2026–27 UEFA Youth League

Tournament details
- Dates: 8 September 2026 – 19 April 2027
- Teams: 86 (from 50 associations)

Tournament statistics
- Matches played: 18
- Goals scored: 70 (3.89 per match)
- Attendance: 9,081 (505 per match)

= 2026–27 UEFA Youth League =

The 2026–27 UEFA Youth League is the thirteenth season of the UEFA Youth League, a European youth club football competition organised by UEFA.

The title holders are Real Madrid, who defeated Club Brugge 4–2 on penalties after a 1–1 draw in the previous edition's final.

==Teams==
A total of 86 teams from 50 of the 55 UEFA member associations entered the tournament. They were split into two sections.

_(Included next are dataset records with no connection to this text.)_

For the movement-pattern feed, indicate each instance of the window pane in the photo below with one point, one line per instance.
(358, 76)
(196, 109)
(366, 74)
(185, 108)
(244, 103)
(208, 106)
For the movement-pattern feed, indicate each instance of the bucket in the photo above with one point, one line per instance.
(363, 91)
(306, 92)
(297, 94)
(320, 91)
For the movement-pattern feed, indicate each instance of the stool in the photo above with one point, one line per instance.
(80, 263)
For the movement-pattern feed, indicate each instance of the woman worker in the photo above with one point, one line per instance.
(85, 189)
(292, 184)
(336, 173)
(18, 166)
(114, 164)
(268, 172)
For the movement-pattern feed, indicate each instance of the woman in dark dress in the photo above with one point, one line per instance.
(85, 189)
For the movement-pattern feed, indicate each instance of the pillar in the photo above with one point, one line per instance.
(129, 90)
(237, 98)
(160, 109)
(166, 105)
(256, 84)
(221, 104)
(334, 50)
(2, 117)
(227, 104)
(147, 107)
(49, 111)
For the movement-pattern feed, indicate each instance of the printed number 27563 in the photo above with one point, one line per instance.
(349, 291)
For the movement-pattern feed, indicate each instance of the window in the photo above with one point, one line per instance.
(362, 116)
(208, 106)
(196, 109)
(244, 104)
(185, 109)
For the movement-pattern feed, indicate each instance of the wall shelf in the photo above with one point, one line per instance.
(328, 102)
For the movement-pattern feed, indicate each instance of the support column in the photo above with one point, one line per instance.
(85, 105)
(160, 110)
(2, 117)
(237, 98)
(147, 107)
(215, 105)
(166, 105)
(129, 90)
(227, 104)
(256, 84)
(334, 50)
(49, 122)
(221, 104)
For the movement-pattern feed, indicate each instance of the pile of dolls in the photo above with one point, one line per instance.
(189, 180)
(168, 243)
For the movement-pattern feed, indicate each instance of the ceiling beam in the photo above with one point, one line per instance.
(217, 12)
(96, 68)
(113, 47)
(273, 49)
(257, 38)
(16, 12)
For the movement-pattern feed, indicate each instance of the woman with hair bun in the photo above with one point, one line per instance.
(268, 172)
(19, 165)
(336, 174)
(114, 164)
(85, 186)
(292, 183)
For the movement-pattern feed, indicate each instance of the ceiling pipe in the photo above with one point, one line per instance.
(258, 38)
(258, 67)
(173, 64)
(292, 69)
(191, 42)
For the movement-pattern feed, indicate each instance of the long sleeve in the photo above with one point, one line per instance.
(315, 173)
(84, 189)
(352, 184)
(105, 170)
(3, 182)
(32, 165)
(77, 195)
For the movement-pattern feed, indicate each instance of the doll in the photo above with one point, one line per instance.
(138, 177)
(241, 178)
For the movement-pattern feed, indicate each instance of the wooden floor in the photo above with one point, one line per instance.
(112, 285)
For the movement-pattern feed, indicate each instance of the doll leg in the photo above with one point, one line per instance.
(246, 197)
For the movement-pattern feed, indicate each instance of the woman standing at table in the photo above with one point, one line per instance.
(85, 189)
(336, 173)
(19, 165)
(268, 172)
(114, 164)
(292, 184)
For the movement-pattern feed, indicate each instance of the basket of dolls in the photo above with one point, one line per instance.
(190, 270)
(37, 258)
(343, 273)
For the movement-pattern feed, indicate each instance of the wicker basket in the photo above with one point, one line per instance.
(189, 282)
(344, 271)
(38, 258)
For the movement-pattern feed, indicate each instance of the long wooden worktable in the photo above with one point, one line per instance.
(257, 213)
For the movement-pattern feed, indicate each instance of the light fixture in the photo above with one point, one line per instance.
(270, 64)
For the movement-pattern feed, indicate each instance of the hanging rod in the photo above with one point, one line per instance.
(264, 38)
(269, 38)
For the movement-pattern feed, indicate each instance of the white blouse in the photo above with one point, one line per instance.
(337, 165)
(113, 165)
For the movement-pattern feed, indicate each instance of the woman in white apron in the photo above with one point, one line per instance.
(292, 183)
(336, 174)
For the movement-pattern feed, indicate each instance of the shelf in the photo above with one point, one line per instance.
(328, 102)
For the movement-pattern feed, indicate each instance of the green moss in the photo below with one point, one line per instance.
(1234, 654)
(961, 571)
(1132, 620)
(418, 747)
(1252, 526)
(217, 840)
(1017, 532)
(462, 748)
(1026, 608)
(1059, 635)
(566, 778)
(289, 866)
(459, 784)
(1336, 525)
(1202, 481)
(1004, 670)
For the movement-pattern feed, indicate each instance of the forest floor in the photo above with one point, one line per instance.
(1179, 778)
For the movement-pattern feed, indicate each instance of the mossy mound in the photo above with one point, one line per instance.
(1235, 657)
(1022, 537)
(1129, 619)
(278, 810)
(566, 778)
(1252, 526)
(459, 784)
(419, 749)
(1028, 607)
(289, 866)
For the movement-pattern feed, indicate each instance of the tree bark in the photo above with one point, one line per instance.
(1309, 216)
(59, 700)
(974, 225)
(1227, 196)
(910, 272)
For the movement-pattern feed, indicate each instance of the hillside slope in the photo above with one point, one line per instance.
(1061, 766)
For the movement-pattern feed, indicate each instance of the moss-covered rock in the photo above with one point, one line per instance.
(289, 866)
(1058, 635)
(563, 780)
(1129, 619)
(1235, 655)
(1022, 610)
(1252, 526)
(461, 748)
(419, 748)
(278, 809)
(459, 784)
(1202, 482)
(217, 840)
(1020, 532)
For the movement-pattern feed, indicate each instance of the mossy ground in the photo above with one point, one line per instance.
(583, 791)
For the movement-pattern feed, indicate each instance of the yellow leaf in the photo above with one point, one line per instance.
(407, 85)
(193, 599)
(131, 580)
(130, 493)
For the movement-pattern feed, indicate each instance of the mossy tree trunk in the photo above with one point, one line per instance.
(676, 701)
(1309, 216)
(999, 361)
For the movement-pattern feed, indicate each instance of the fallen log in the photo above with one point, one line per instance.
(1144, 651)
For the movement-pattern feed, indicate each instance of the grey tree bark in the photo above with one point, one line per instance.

- UEFA Champions League Path: The youth teams of the 36 clubs which qualified for the 2026–27 UEFA Champions League league phase entered the UEFA Champions League Path. If there had been a vacancy (youth teams not entering), it would have been filled by a team defined by UEFA.
- Domestic Champions Path: The youth domestic champions of all UEFA associations entered the Domestic Champions Path, with the exception of 5 teams. (Note: Liechtenstein and San Marino do not have a youth domestic competition; Armenia did not enter; Russia were suspended from UEFA competitions; Spain had both the domestic champion and runners-up already qualify through the UEFA Champions League path) Clubs from the top 30 associations according to their 2026 UEFA country coefficients qualified for the second round, with the remaining 20 teams starting from the first round. If the youth domestic champions qualify for the UEFA Champions League path, their spot was filled by the youth domestic runners-ups; if the runners-ups also qualify for the UEFA Champions League path, the vacancy was not filled.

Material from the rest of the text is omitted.